As of Sept. 18 there were currently 115 active fires in the United States, according to the National Interagency Fire Center. These fires cover a cumulative total of 2,023,775 acres and were actively being fought by 17,684 active personnel. As we look at one of the worst fire seasons in recent memory, many ask what could have been done (if anything) to prevent, or at least mitigate, the damage that has been caused.
One hotly debated potential solution is the use of logging to thin forests and remove fuel from the potential path of a fire. Common sense indicates that if the fuel for a fire is removed there shouldn’t be a fire, right? The reality, however, is a bit more complicated. While forest thinning followed by slash removal has been shown by the National Forest Service to reduce fire severity, simply logging a forest does little to hinder fires. In fact, it may even increase the severity of fires in the right situations.
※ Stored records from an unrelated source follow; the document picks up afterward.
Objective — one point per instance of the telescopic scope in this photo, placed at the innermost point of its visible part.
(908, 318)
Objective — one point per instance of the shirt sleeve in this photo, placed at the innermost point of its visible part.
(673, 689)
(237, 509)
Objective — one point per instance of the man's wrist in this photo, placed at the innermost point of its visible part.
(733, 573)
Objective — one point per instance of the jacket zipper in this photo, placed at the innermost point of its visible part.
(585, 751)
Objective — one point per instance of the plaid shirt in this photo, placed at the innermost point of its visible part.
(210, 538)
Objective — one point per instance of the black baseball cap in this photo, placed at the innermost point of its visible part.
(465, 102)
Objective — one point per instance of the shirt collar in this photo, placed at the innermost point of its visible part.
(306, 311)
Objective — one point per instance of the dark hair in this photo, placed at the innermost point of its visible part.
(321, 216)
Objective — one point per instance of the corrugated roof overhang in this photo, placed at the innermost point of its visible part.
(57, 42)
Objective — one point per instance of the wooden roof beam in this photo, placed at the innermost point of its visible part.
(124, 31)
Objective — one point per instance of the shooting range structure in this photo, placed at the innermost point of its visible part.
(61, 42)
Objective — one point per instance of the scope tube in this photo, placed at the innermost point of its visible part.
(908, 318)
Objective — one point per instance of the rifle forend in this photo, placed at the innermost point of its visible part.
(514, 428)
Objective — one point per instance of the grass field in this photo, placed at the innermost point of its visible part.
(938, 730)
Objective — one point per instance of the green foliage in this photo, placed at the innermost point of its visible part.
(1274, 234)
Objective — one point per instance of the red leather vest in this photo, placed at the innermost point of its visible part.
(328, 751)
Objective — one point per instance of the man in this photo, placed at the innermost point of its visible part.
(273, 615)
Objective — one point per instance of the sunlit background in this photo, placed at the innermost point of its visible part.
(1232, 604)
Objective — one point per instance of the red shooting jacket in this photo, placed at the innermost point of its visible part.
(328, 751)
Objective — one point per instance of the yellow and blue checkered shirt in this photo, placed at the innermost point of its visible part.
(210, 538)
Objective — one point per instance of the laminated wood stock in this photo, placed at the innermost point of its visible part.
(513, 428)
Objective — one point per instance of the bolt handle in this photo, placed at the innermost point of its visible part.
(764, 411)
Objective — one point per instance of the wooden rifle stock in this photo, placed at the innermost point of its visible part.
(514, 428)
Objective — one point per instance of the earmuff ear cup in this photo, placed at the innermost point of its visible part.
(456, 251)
Andrew Larson, an associate professor in the University of Montana’s Forestry and Conservation program, said that “under extreme weather conditions your past logging or fuel reduction treatments might not have an effect at all and sometimes can have the exact opposite effect.” If during the process of logging various tree limbs and tops are left behind, they can act as another fuel source for a potential fire. And without the presence of tree cover, this fuel dries out much more quickly, making it that much more susceptible to burning in the future.
Thinning and fuel treatment affect different environments in various ways — there’s no one prescription for all forests. And in the case of summers such as this one, which was incredibly dry and windy, fires will begin regardless of fuel treatment.
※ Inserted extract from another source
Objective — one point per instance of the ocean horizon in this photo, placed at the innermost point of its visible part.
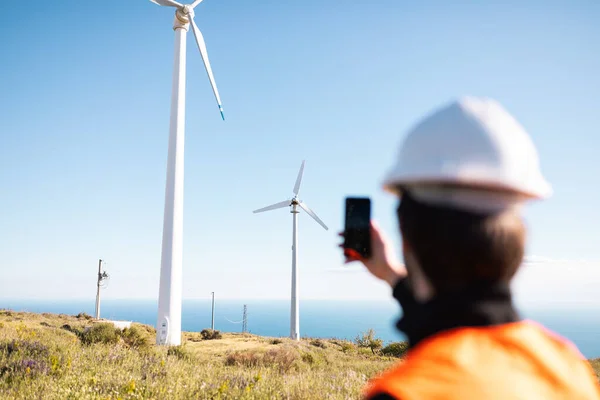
(343, 319)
Consider the halted Stonewall Project. The Stonewall Project proposed harvesting forests in the area northwest of Lincoln for the purposes of combating pine beetle outbreaks as well as lowering the severity of potential fires, among other considerations. The project called for a maximum of about 8,500 acres of forest to be treated, leaving an average space of 20-40 feet between trees, and the resulting slash and debris would be removed in controlled burns. This area has been part of the fires this season. While this treatment would undoubtedly affect the way that fires would burn in this area, it would not change the fact that it could still burn. Larson points out that “[Logging] doesn’t create a system that won’t burn. It will potentially change the fire behavior on the forest, reduce the severity, perhaps make it more defensible space, but it will not stop fire. On windy, hot days, a fire will carry right through that understory or in those crowns regardless of whether it’s been thinned or not.”
Fire prevention is a tricky system of give and take that logging may help in some cases. But sometimes, it may be the worst possible thing.